Rep. Gutierrez: Millions Waiting As Obama Immigration Actions Stalled

On the eve of the one-year anniversary of President Obama's announcement on executive actions on immigration, Rep. Luis Gutierrez (D-Ill.) said millions of families are still waiting for relief.

At an event hosted Thursday by the Center for American Progress, Gutierrez said a year might not seem like a long time for some. "But if you're waiting for a sense of safety, if you're waiting for your parents to be protected, if you're waiting for a piece of paper that says you can work legally, a year is an eternity," he said.

Friday marks one year since Obama announced a series of executive actions that included the Deferred Action for Parents of Americans and Lawful Permanent Residents, or DAPA. The federal program would protect from deportation undocumented parents who have children who are citizens or legal residents and offer them a chance to apply for a work permit.

The president also announced as part of his executive actions that he would expand Deferred Action for Childhood Arrivals, or DACA, a program he first announced in 2012 designed for undocumented youth who have spent most of their lives in the U.S.

But both DAPA and expanded DACA were blocked in the courts following a lawsuit by Texas and 25 other states. Last week, after a federal appeals court maintained a hold on the president's executive actions, the Obama administration said it plans to file an appeal with the U.S. Supreme Court.
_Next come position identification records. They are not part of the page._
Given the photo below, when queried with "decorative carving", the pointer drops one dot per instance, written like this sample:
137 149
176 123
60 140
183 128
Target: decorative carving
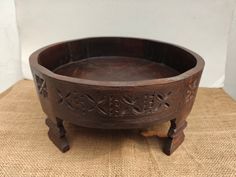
115 105
41 85
191 89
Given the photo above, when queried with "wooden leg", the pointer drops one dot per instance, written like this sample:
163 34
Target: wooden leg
175 136
57 133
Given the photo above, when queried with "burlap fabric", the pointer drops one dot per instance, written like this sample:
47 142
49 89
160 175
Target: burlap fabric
209 148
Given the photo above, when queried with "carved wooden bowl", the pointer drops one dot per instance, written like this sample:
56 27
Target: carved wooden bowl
116 83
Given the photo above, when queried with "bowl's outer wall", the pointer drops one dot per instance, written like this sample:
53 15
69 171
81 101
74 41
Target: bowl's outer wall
115 107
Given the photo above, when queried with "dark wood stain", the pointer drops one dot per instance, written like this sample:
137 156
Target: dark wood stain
116 83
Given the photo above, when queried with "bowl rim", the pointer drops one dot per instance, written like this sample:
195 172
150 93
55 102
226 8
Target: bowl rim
33 60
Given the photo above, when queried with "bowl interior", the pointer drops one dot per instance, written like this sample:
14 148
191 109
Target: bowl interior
116 59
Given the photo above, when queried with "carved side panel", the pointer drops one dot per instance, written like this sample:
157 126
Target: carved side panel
41 86
115 105
192 86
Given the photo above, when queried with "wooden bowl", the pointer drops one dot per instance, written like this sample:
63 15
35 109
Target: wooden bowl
116 83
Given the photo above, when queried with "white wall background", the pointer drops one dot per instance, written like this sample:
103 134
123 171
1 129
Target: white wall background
230 79
10 68
202 26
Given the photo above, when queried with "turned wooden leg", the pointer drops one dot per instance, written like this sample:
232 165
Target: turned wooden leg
175 136
57 133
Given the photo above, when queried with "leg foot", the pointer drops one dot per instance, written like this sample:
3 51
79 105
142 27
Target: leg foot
56 134
175 136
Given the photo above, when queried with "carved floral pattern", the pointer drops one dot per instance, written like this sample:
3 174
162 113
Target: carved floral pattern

Gutierrez said Thursday he's confident that the Supreme Court will take up the case and rule in favor of the Obama administration by June of next year. In the meantime, he said undocumented immigrants who would qualify for the blocked programs should be protected from deportation.

That's because, he explained, the courts did not block prosecutorial discretion measures that Obama announced as part of his executive actions. The measures define how immigrants are prioritized for deportation. He said under those measures, undocumented immigrants who would qualify for DAPA or expanded DACA should be considered a low priority for deportation.

"They cannot come forward and register for a work permit or submit their fingerprints for a criminal background check," Gutierrez said, referring to those who would be eligible for DAPA or expanded DACA. "But millions of immigrants who live, work and raise their families in the United States should be protected from deportation if the system is working the way it's supposed to."

He also recommended undocumented immigrants to gather the documents necessary—such as birth certificates of their U.S. citizen or lawful permanent resident children—to prove that they would qualify for DAPA or expanded DACA, so they can show those documents to authorities in case they're arrested.

"You should be, if everything works, released because you are no longer a priority and a target for deportation," he said.